Methods for direct enantioselective oxidation of C(sp3)–H bonds will revolutionize the preparation of chiral alcohols and their derivatives. Enzymatic catalysis, which uses key metal-oxo species to facilitate efficient hydrogen atom abstraction, has evolved as a highly selective approach for C–H oxidation in biological systems. Despite its effectiveness, reproducing this function and achieving high stereoselectivity in biomimetic catalysts has proven to be a daunting task.

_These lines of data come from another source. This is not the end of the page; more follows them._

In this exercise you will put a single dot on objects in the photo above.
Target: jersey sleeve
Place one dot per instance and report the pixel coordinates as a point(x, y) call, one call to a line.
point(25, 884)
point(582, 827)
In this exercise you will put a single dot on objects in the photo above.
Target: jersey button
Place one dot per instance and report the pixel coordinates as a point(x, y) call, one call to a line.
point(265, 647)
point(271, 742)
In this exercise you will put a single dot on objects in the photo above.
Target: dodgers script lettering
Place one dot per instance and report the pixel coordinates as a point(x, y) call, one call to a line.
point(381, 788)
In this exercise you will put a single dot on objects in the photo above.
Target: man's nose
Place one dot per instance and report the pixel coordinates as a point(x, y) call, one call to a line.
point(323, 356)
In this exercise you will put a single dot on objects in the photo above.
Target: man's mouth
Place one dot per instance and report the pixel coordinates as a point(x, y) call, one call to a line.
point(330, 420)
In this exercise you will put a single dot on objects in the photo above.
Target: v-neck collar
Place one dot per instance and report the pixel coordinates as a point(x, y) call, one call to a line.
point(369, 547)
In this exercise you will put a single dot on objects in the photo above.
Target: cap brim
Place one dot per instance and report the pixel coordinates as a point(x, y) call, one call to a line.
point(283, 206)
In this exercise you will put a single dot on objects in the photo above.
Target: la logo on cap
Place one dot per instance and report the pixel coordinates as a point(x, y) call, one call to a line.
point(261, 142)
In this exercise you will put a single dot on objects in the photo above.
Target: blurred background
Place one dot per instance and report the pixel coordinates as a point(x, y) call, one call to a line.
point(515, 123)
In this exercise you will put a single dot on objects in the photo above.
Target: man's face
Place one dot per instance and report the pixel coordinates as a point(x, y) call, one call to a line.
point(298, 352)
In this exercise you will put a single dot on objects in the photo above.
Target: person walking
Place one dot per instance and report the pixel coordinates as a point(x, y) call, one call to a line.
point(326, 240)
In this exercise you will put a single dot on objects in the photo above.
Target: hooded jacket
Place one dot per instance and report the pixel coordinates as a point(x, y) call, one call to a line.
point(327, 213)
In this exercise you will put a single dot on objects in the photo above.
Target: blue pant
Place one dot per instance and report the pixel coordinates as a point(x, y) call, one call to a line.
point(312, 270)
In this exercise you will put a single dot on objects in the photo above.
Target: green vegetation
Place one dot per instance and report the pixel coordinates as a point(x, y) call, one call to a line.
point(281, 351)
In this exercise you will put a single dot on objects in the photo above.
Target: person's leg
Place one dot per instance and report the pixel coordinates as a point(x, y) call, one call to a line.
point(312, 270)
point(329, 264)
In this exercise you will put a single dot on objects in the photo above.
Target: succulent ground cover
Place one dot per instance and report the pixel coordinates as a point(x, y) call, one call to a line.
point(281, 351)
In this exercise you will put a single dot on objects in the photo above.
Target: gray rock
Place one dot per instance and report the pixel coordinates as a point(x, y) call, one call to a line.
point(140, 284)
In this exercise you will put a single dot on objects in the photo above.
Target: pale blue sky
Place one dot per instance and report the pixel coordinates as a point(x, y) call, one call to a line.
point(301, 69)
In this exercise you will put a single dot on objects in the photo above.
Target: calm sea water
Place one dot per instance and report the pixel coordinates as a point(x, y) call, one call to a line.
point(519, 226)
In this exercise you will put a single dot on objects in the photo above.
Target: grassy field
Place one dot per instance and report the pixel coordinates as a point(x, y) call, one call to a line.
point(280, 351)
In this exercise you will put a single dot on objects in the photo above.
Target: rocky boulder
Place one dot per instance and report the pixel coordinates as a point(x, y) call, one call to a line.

Here we present a copper-based biomimetic catalytic system that achieves highly efficient asymmetric sp3 C–H oxidation with C–H substrates as the limiting reagent. A Cu(II)-bound tert-butoxy radical is responsible for the site-selective C–H bond cleavage, which resembles the active site of copper-based enzymes for C–H oxidation. The developed method has been successfully accomplished with good functional group compatibility and exceptionally high site- and enantioselectivity, which is applicable for the late-stage oxidation of bioactive compounds. The efficiency of enantioselective sp3 C–H bond oxidation using small synthetic catalysts is usually limited. Now a catalytic system involving a Cu(II)-bound tert-butoxy radical for site-selective C–H bond cleavage achieves allylic and propargylic sp3 C–H oxidation with the C–H substrates as the limiting reagent.